Letter from Mayor Diaz on Miami 21
Greetings:
At long last Miami 21 is coming before the City Commission for first reading. As an observer of the process you can understand that there are a variety of naysayers, from those who are fearful of such a complex and thorough change, to those who feel the effort has fallen short of acceptable goals, to those whose individual interest is at odds with city-wide benefit.
I am writing to ask you to participate in the City Commission hearing August 6th at 2:00PM in support of the proposed zoning code.
This is a code to prepare the city for a transit-oriented, walkable, energy-conserving future. This effort has had extensive public participation and has been thoroughly responsive to individual concerns as they have been raised. Is it 100% perfect? Probably all would agree that it is not.

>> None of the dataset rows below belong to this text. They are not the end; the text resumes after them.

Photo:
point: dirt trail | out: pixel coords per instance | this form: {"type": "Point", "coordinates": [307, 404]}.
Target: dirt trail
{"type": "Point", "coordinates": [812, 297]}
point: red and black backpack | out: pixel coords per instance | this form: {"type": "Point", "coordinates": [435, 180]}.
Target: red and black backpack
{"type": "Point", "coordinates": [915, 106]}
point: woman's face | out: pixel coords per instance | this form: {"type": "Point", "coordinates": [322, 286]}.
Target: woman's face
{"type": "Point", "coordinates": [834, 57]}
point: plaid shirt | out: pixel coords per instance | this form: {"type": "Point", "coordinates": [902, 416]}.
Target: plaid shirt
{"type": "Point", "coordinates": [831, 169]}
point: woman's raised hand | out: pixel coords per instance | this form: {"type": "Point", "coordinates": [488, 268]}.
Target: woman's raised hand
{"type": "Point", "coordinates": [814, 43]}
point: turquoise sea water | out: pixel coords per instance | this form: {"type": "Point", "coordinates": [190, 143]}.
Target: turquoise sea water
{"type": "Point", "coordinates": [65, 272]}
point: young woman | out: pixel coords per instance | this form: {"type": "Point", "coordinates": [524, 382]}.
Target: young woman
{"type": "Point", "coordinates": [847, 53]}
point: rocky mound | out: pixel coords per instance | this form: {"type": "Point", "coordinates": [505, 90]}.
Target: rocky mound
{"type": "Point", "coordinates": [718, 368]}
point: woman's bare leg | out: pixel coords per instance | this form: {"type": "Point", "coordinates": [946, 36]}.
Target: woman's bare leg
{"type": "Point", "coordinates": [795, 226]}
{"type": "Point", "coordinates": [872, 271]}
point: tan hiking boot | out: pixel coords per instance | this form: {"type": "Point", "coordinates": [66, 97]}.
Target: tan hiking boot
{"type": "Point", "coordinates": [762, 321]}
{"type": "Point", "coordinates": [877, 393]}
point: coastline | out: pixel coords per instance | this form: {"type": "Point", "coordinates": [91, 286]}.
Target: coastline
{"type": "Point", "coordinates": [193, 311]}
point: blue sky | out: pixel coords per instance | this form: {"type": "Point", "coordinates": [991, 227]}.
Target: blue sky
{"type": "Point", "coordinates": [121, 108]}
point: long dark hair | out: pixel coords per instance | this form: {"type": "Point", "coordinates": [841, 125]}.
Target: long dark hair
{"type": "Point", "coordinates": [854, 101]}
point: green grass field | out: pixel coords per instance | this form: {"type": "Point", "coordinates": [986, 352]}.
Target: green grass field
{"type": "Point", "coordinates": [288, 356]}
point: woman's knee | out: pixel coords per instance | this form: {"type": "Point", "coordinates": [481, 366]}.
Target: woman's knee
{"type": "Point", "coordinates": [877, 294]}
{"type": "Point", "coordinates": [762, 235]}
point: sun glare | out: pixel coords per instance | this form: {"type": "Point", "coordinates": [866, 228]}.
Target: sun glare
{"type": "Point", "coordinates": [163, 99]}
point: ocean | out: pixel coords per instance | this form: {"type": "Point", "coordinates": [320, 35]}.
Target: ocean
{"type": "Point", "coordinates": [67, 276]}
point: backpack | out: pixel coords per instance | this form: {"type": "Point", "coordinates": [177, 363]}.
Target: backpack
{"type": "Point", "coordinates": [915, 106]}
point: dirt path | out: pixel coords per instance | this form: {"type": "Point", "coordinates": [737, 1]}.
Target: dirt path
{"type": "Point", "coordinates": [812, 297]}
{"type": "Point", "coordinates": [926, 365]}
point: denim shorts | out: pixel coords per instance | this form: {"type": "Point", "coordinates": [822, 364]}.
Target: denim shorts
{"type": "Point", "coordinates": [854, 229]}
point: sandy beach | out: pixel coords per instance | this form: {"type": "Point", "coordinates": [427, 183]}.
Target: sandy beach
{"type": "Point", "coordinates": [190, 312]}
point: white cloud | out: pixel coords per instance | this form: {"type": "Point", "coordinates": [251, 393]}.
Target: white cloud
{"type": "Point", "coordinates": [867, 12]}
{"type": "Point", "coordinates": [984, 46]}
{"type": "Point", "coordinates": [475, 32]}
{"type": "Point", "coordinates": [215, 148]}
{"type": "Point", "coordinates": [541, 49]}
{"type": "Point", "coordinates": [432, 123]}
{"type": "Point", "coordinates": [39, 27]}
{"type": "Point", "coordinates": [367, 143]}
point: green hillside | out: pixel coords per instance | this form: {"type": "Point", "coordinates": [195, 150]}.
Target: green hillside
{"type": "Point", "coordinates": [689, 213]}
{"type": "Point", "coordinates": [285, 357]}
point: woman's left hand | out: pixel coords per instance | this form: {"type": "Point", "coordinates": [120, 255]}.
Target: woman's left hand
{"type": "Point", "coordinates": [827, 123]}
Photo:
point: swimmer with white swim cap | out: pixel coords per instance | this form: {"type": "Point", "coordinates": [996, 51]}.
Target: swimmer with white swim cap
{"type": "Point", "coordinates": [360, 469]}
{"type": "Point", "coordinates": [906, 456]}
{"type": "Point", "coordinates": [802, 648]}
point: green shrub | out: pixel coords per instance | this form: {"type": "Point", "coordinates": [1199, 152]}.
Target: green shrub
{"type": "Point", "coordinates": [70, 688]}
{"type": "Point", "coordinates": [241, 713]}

However, Miami 21 is a great advance over the existing code. Some of these advances are:
an entirely new Chapter 23 for Historic Preservation that includes:
transfer of development rights;
a response to neighborhood preservationists with a smaller single-family building envelope responding to the outcry over McMansions;
more appropriate transitions from commercial corridors to residential neighborhoods;
a new medium-density urban townhouse and low rise apartment type;
higher density building types providing wider sidewalks and pedestrian passages in overly long blocks;
building liners to conceal garages;
a new use type allowing live-work – including in industrial areas.
Miami 21 also includes a Public Benefit Program designed to assist the City with its growing needs in terms of affordable housing, parks and open spaces, green buildings, civic infrastructure and brownfield redevelopments.
The overall Miami 21 project includes as well the Parks and Public Spaces Master Plan (by Goody Clancy), the Climate Action Plan, the Bicycle Action Plan, designation of new historic districts – all very much coordinated with the proposed zoning code.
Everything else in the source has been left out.